Based on document review and interview it was determined that for 1 (Pt #4) of 2 clinical records reviewed for restraints, the Hospital failed to ensure the patient was evaluated within one hour after the application of restraint in accordance with policy.

Findings include:

1. Policy entitled "Use of Restraint and Seclusion (Revised 9/2013) indicated "For the Behavioral Health Units Only 4. Initial Evaluation A Physician LIP (Licensed Independent Practitioner), trained registered nurse or physician assistant, must see the patient face to face within one (1) hour after the initiation of Restraints or Seclusion to evaluate the patient."

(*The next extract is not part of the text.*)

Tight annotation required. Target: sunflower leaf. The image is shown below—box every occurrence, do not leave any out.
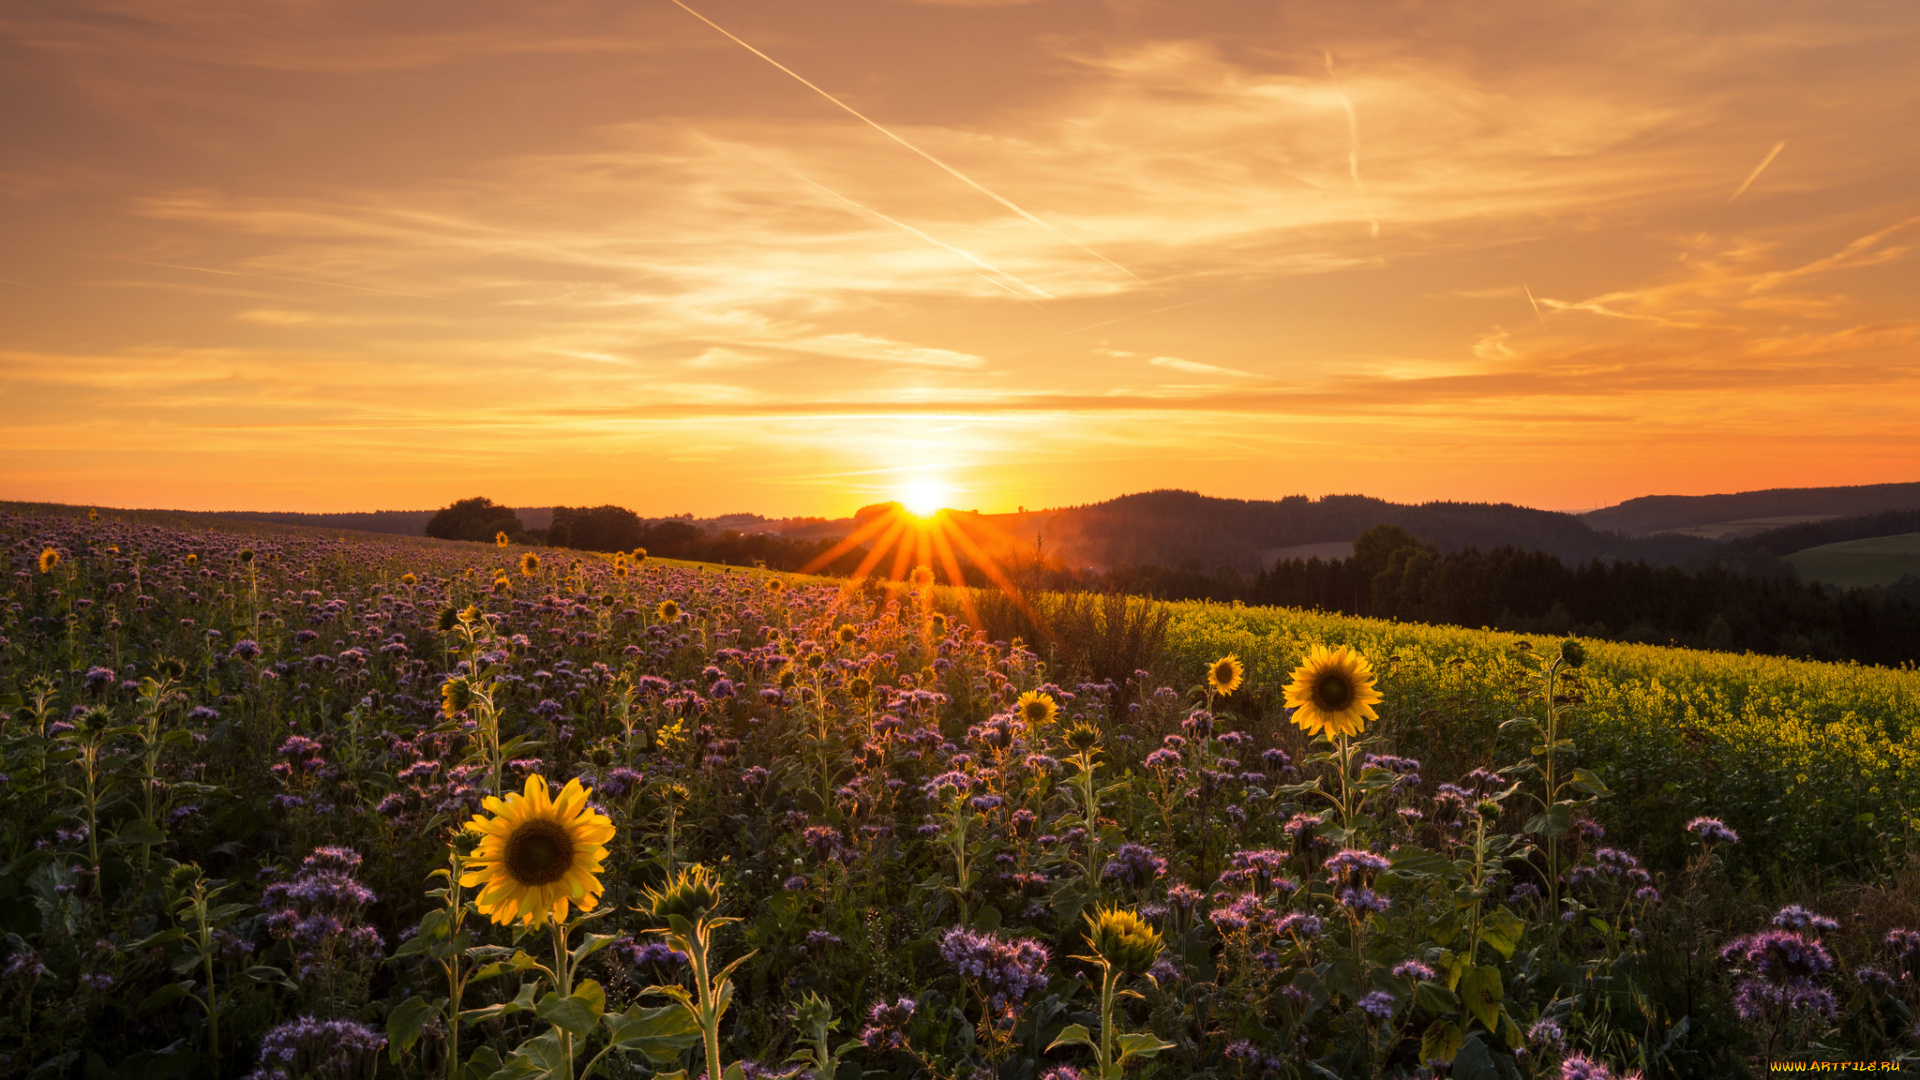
[536,988,601,1039]
[604,1003,702,1062]
[569,932,619,966]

2. On 1/6/16 the clinical record of Pt #4 was reviewed. Pt #4 was a 26 year old male admitted on 12/9/15 to the Behavioral Health Unit (3 West) with diagnoses of schizophrenia, suicidal and homicidal ideation. Pt #4's clinical record contained a physician's order dated 12/15/15 at 12:00 PM for seclusion and 4 point locked restraints. Pt #4's clinical record also contained a preprinted form titled "Assessment by LIP within One hour of Occurrence" dated 12/15/15 and signed by a LIP but lacked the time Pt #4 was assessed after the application of restraints.

3. On 1/6/16 at approximately 1:00 PM the findings were discussed with the Nurse Manager of the Behavioral Health Unit (E#1). E#1 stated patients are to be evaluated within an hour after the application of restraints. E #1 stated the document in Pt #4's clinical record failed to include the time the assessment occurred.